For real transformation to occur, we have to leave the level of the personality self, either delving into the depths below or ascending into the heights above. We have to get in touch with the psyche as it exists beyond the world of Flatland. It’s not that translative change is without worth, but just that it’s not a ticket out of Flatland., 
However, for many of us, the vertical dimension doesn’t seem very real, because we live in a culture where Flatland has become the norm. It’s hard to seek change in a vertical direction when we have little experience with this dimension of life. Only when the vertical dimension of life begins to become real to us can we see the personality self not just as a whole (as a self-regulating, autonomous entity) but as a part (as the bouncy offspring of a more mature intelligence). 
Unfortunately, Wilber so wants to stress the importance of transcendence (change on the vertical dimension) that he implies that once the self is transcended, the self at the level of personality ceases to matter or even disappears: “Authentic transformation is not a matter of [changes one’s] belief[s] but of the death of the believer….[when transformation is authentic], the self is not made content, the self is made toast” (p. 27, italics mine).

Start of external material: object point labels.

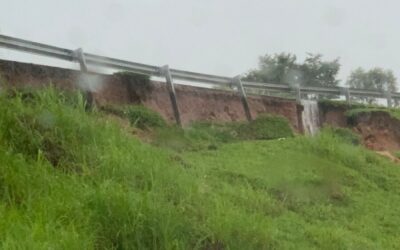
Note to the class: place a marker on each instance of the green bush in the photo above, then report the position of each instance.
(144, 118)
(346, 135)
(138, 86)
(265, 127)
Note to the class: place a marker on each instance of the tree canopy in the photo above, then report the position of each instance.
(374, 79)
(283, 68)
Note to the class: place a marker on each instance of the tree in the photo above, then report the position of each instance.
(319, 73)
(283, 69)
(375, 79)
(274, 69)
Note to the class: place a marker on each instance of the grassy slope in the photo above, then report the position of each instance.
(106, 189)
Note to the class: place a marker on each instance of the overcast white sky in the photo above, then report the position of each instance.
(222, 37)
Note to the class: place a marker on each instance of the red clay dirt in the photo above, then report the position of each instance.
(195, 104)
(379, 131)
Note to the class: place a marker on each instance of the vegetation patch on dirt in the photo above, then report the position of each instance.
(113, 191)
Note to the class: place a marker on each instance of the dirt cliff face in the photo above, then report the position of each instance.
(195, 104)
(379, 131)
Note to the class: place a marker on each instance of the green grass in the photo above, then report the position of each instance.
(73, 180)
(393, 112)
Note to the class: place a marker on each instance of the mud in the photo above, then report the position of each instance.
(195, 104)
(379, 131)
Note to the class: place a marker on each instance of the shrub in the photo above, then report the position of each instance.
(144, 118)
(265, 127)
(138, 86)
(346, 135)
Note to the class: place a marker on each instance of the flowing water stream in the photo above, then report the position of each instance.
(310, 117)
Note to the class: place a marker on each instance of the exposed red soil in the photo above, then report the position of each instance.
(195, 104)
(379, 131)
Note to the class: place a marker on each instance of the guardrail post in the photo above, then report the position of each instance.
(298, 93)
(172, 95)
(346, 92)
(236, 81)
(80, 57)
(389, 98)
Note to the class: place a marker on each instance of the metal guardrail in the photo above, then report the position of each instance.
(96, 60)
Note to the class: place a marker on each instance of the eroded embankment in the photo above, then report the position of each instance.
(378, 128)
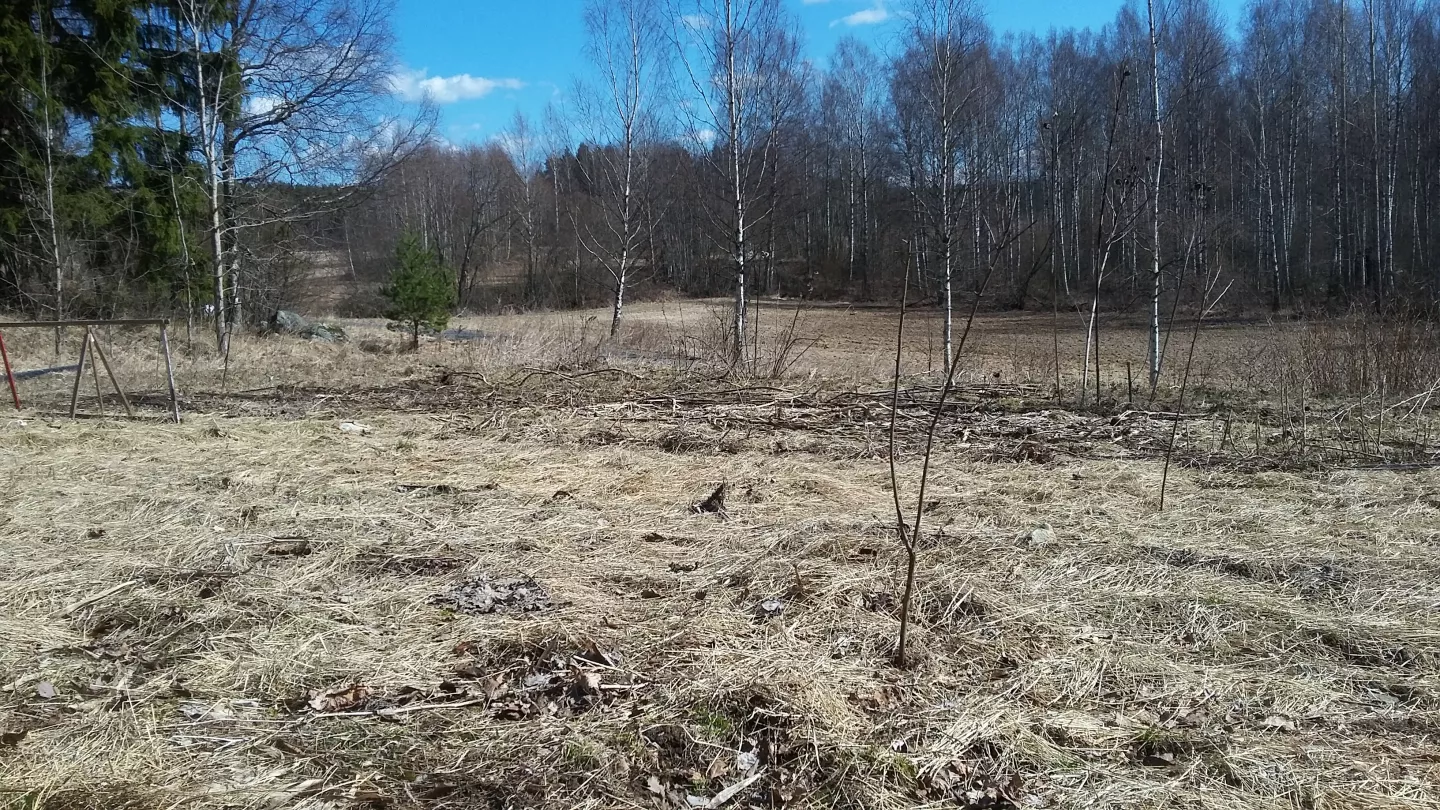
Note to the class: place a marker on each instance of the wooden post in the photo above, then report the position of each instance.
(79, 375)
(170, 372)
(111, 372)
(100, 392)
(9, 374)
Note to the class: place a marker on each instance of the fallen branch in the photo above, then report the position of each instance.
(572, 378)
(735, 789)
(87, 601)
(398, 711)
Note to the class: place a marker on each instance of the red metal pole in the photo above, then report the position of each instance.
(9, 374)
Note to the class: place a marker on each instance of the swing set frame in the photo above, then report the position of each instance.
(90, 345)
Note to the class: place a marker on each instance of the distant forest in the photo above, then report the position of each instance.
(208, 156)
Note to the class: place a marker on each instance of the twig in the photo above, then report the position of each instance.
(733, 790)
(398, 711)
(570, 378)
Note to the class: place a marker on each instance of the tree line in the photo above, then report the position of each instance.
(174, 154)
(187, 153)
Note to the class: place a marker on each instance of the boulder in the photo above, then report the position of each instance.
(285, 322)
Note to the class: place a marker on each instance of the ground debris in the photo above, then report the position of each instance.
(713, 505)
(481, 595)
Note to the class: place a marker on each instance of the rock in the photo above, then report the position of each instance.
(1037, 536)
(285, 322)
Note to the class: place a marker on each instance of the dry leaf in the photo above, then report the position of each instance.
(340, 698)
(1278, 722)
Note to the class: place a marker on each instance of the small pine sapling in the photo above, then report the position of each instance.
(421, 290)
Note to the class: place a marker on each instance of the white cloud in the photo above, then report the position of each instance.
(261, 104)
(871, 16)
(414, 85)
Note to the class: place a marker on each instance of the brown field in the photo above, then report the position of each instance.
(496, 593)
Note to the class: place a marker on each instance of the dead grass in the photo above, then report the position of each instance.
(282, 639)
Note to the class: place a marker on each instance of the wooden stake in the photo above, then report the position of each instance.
(9, 374)
(170, 372)
(79, 375)
(113, 379)
(100, 392)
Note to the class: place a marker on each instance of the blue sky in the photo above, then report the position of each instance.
(483, 59)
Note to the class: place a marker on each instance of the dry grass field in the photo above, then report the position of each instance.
(473, 575)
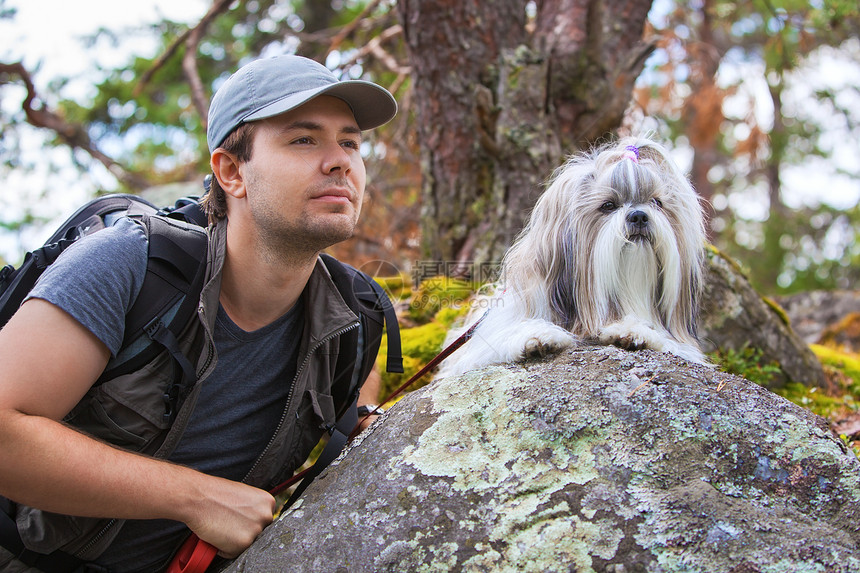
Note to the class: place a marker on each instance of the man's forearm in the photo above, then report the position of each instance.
(50, 466)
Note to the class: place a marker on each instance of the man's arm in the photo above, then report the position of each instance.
(49, 362)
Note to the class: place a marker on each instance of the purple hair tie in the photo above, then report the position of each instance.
(631, 152)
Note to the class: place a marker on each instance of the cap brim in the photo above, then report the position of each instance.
(371, 104)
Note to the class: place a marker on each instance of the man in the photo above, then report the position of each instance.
(284, 137)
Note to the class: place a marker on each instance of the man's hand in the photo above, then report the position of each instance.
(230, 515)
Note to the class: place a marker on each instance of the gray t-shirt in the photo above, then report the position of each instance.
(96, 281)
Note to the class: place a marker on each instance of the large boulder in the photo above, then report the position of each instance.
(734, 316)
(596, 460)
(815, 313)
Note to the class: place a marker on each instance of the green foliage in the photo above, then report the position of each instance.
(434, 307)
(436, 294)
(746, 362)
(818, 401)
(848, 365)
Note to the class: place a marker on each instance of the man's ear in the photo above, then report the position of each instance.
(225, 167)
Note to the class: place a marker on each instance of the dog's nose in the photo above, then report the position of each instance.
(637, 218)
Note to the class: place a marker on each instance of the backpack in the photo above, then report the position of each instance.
(169, 296)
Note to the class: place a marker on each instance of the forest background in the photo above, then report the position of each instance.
(758, 100)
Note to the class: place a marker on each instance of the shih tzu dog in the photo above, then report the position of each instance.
(613, 254)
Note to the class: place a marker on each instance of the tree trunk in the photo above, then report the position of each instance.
(499, 96)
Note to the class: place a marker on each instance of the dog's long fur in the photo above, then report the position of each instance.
(613, 253)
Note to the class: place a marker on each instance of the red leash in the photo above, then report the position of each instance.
(195, 555)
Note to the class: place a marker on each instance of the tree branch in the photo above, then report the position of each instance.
(73, 135)
(190, 38)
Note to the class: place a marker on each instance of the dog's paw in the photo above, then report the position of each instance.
(549, 339)
(631, 335)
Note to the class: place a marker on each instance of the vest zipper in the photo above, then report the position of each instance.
(94, 539)
(299, 370)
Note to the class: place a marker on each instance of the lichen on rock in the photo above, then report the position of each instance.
(596, 460)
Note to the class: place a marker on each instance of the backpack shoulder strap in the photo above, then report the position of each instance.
(375, 311)
(168, 299)
(97, 214)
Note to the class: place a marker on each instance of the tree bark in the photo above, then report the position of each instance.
(499, 96)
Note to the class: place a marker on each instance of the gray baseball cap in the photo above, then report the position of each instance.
(272, 86)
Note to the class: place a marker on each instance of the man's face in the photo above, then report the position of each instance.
(305, 179)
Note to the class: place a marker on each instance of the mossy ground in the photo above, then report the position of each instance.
(439, 303)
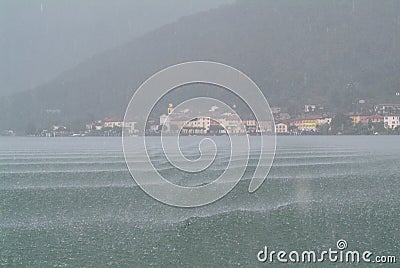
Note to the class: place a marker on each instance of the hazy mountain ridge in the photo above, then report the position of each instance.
(329, 52)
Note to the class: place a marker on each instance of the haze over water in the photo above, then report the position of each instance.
(72, 202)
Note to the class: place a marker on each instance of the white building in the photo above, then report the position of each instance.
(392, 121)
(281, 128)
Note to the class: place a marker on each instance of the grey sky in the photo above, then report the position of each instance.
(39, 39)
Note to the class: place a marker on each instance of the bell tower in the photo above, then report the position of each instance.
(170, 108)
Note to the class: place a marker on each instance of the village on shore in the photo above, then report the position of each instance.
(380, 119)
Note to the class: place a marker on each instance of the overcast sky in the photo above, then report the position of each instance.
(39, 39)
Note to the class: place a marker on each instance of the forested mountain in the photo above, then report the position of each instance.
(311, 51)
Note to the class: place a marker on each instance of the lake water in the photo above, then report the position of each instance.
(72, 202)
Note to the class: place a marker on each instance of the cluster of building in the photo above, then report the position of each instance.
(216, 124)
(386, 114)
(312, 119)
(309, 122)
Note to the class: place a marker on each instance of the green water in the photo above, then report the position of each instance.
(70, 202)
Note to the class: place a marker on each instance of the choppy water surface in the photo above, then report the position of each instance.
(72, 202)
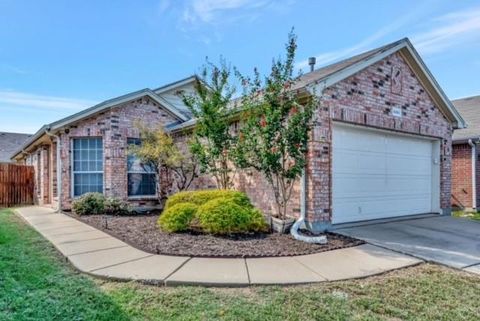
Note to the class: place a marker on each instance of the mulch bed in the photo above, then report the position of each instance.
(141, 231)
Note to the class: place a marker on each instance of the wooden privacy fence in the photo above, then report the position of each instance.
(16, 184)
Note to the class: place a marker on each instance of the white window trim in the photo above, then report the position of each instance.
(72, 172)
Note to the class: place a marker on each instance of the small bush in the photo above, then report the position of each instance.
(203, 196)
(89, 203)
(115, 206)
(225, 216)
(177, 218)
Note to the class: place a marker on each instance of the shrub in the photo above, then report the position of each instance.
(89, 203)
(203, 196)
(224, 216)
(177, 218)
(115, 206)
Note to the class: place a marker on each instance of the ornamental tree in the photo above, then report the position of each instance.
(273, 138)
(172, 166)
(212, 140)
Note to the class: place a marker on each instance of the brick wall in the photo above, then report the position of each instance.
(114, 126)
(364, 99)
(367, 99)
(462, 176)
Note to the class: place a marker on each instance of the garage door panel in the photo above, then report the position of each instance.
(366, 208)
(355, 162)
(378, 174)
(379, 185)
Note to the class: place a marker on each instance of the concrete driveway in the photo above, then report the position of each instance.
(442, 239)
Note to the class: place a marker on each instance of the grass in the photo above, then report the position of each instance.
(470, 215)
(37, 284)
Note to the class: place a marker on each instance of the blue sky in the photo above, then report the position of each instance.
(58, 57)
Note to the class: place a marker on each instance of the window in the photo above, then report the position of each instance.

To say that transformation causes the self to “become toast” is a very dramatic statement. Can it really be true that once someone is transformed, the personality self is literally burned up? If it is, then transformation doesn’t sound like a very attractive prospect. Without a personality self, how would we be able care for our families or relate to our friends? And how would Wilber manage to write an entire autobiography—and this is where the quote comes from—full of personal anecdotes and musings?
I find it hard to take Wilber’s statement literally. I think what he wants to stress is the radical and unexpected nature of the transformational process, which is different than most people imagine. A breakthrough to other levels of consciousness can be a big shock for the personality self, especially for people who come from a culture that tells them that the personality self is the only self there is. A breakthrough experience can cause a pole shift in the psyche: the center of gravity is no longer located exclusively in the personality. From a certain perspective, it can seem like the personality has actually died.